Process each question to you feel you have a solid understanding. What made my change necessary? I hated everything about what I was doing. I was angry, and increasingly so. I was hostile, edgy, occasionally disrespectful. My performance trailed off and I developed a healthy dose of I don’t care. I learned that I do not want to be angry, especially at my work. I don’t want to be hostile or edgy. That I want to exceed performance expectations and of course, treat others with respect. The new me will emulate these things in the next opportunity.
Why was the old job so miserable? This is a critical question and don’t hold back! Here is where you rant and rave and get those emotions out so that you can identify them and work them to their origins. I worked as a collections guy so having difficult discussions all day long was the job. Getting cursed at, threatened, hung-up on not only from the customer but from my supervisors! My job is to get people to pay, if they didn’t pay, I failed at the job, no excuses. Long hours, 50 or more a week. Sitting for long periods of time just calling people to get them to pay. Justifying why people aren’t paying to my supervisors without sounding incompetent. Lack of leadership and integrity among colleagues and supervisors. Lack of self-respect and the receiving of respect from colleagues and supervisors. Lack of recognition for hard work, dedication, and superior performance is necessary for professional enjoyment. Take a break. Good hard work here. You just made a list for all the things you do want in your next opportunity.

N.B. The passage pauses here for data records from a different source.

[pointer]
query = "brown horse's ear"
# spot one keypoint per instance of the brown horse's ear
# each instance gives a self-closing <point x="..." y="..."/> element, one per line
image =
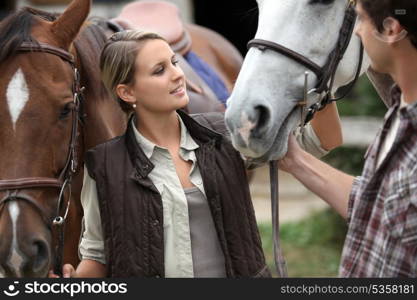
<point x="67" y="26"/>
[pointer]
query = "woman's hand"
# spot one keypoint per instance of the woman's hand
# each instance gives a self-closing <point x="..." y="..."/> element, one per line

I want in my next opportunity:
- Not to work more than 40 hours a week
- Not to be cursed at, threatened, or hung-up on by customers
- To be respected by my colleagues and supervisors
- To not sit for hours calling people for money
- To receive respect from my colleagues and supervisors
- To be recognized for my hard work, dedication, and superior performance
- To be compensated fairly based upon my professional value to the organization
- To have solid leadership and direction from my supervisors
I meshed some of the questions together for time sake, but it is a process. Work the process till you feel 1) better about the situation and yourself, and 2) a plausible direction to pursue. This is a skill, to process information, means that you need to learn how to process the process……it takes time and you will get better with practice.
Welcome to post-change, where you can begin to enjoy the gain! Though I am still without work, I know that I will not be unemployed forever. I also know that my next job will be far more fulfilling than my last because I understand what made the last so horrible. I will remain vigilant to the things that made the last job turn into a nightmare and what my reactions were. Already I feel much better about my situation, I feel empowered, I feel positive, I feel assured that my next opportunity will fulfill me greater than all previous opportunities. I feel relieved and with more focus and less panic which will help in opportunity selection.
Understanding change is a war with the self; navigate the war zone through change management by identifying your segments and your chances for personal growth will become a reality; so to will your happiness.
And remember above all else, stay frosty.